Privacy-Preserving Data Publishing in Process Mining
This work is significant for organizations and researchers who need to analyze process data while adhering to privacy regulations, by providing a structured way to manage privacy transformations.
This paper addresses the challenge of publishing privacy-aware event data in process mining by formally defining anonymization operations and creating an infrastructure for recording privacy metadata. The authors propose a privacy extension for the XES standard and a general data structure for event data to facilitate this.

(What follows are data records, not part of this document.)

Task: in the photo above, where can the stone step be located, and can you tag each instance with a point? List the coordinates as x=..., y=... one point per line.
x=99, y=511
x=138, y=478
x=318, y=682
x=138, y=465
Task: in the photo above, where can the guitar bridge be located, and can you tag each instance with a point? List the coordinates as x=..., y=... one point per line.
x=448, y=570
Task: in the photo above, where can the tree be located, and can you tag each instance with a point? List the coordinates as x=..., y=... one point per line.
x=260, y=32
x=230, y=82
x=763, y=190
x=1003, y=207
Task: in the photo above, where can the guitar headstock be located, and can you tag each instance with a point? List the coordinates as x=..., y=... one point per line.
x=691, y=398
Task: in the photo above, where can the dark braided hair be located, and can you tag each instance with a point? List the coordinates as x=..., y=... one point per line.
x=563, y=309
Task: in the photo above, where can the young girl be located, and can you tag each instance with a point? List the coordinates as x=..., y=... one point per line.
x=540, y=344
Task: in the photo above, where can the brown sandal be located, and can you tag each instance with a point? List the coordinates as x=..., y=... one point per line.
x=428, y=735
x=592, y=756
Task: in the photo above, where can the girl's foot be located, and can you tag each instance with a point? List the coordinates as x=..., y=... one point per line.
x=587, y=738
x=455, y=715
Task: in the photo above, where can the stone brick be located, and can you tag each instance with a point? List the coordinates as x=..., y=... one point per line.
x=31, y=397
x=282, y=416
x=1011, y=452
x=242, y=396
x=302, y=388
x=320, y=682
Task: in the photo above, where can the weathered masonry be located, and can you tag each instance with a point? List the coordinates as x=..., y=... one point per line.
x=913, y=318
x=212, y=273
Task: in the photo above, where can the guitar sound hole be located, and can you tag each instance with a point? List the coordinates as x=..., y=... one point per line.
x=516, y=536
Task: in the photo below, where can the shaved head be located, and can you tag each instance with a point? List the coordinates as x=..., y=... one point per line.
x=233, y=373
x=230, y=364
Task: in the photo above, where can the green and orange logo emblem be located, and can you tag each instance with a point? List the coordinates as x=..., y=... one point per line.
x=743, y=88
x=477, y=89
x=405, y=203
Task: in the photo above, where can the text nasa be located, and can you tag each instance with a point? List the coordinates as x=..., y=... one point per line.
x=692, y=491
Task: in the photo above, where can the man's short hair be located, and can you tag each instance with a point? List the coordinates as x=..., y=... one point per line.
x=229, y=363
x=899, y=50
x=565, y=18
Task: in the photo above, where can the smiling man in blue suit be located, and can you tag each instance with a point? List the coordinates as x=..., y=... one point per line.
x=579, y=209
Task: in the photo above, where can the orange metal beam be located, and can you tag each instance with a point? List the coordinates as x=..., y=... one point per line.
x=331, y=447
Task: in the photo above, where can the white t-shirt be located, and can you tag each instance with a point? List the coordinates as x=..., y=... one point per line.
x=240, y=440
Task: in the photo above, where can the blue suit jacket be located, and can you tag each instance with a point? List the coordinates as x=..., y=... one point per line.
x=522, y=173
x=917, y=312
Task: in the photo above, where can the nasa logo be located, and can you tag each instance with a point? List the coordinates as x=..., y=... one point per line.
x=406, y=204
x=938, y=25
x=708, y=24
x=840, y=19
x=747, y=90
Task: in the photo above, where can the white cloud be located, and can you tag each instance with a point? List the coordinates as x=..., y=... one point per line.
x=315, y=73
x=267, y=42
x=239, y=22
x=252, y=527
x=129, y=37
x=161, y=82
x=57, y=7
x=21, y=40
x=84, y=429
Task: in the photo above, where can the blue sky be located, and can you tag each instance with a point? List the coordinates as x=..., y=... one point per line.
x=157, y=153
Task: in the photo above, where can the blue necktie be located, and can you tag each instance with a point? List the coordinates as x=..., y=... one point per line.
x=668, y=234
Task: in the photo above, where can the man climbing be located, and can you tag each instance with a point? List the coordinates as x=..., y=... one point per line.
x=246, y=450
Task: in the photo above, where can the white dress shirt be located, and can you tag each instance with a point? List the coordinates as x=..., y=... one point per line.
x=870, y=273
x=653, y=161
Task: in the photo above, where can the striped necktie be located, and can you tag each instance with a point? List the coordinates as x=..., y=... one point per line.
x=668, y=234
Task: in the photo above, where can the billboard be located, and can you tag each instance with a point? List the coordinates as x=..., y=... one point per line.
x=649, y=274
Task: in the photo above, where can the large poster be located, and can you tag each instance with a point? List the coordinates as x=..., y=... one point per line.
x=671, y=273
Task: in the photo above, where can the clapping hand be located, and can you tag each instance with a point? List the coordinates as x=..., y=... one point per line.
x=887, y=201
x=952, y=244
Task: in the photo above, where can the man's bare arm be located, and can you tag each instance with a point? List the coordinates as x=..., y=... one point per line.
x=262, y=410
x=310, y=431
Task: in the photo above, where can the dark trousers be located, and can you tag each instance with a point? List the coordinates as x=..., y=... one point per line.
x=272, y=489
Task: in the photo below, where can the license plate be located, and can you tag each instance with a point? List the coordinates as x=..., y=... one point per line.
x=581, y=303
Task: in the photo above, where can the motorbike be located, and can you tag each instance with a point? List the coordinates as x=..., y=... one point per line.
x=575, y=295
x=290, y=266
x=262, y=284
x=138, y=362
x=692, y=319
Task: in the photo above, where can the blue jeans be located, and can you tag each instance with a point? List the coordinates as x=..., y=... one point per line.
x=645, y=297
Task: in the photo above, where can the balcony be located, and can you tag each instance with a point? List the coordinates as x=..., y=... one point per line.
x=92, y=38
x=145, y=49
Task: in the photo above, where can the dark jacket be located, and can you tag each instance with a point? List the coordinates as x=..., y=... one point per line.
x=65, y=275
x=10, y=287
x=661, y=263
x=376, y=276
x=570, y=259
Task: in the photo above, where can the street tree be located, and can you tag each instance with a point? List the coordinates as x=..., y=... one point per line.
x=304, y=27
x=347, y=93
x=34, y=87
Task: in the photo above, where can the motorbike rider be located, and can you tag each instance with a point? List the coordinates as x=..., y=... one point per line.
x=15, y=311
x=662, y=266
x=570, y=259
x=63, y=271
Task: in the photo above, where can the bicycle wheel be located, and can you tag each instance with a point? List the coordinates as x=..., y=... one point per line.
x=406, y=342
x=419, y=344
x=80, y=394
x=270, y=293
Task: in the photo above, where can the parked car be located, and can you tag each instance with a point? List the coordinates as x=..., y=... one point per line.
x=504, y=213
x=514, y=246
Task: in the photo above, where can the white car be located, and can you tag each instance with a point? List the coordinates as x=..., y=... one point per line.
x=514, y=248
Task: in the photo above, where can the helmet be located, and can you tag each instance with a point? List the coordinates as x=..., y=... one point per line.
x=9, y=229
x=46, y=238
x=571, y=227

Process mining aims to provide insights into the actual processes based on event data. These data are often recorded by information systems and are widely available. However, they often contain sensitive private information that should be analyzed responsibly. Therefore, privacy issues in process mining are recently receiving more attention. Privacy preservation techniques obviously need to modify the original data, yet, at the same time, they are supposed to preserve the data utility. Privacy-preserving transformations of the data may lead to incorrect or misleading analysis results. Hence, new infrastructures need to be designed for publishing the privacy-aware event data whose aim is to provide metadata regarding the privacy-related transformations on event data without revealing details of privacy preservation techniques or the protected information. In this paper, we provide formal definitions for the main anonymization operations, used by privacy models in process mining. These are used to create an infrastructure for recording the privacy metadata. We advocate the proposed privacy metadata in practice by designing a privacy extension for the XES standard and a general data structure for event data which are not in the form of standard event logs.